Sunday, October 30, 2011
Good day to everyone!
I always do my weekly weigh-in when I get up on Saturday morning. The scale had the nerve to tell me that I had gained two tenths of a pound since last week! Ridiculous! I thought to myself, "Self, you are not going to beat yourself up about this! It's only .2 of a pound anyway! Besides, you've been stressed out lately and you need to just relax!"
So yesterday I got to go to the renaissance festival and I met my sister and niece there. It was so good to see them and hang out with them, because I hadn't seen them in quite awhile, maybe a year.
I had so much fun! I enjoyed myself. I even got a 10 minute chair massage. That was so awesome! It made me want to learn to become a massage therapist! I felt so much better, I started to smile involuntarily again.
I am becoming a happier person. I am learning to not beat myself up about stuff anymore, and I'm learning to enjoy life every day. Proverbs 17:22 says, "A merry heart doeth good like a medicine: but a broken spirit drieth the bones." I am really starting to embrace this, because I feel like it is so crucial to not just my weight loss journey, but to everything else as well. My weight loss is NOT the beginning of my happiness; it is the product of me loving myself for who I am and letting go of self-condemnation and stress.
So, no matter what stage of your weight loss journey you are in, and no matter what you are going through, I would encourage each of you who read this blog post to make sure you are happy and relaxed.
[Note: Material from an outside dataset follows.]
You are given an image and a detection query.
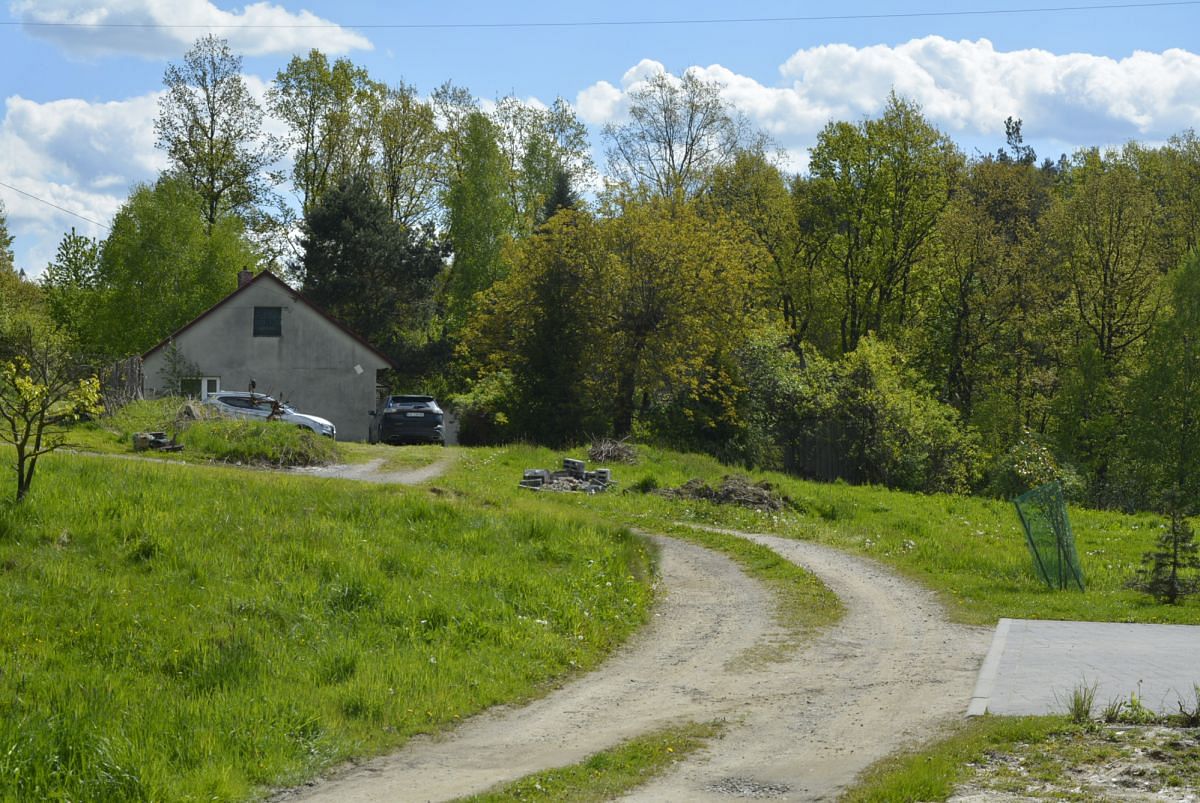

Don't give yourself a hard time whenever you stumble or fall. Just pick yourself up and keep going. Stay positive. Compliment yourself. Do not listen to anything or anyone that condemns you because of your weight, or if you messed up, or anything. Give yourself a break!
By the way, I weighed myself again this morning, and I lost 0.6 lbs. I am not in the habit of weighing myself every day, but I did make me feel better.
Take care everyone, and have an awesome Sunday!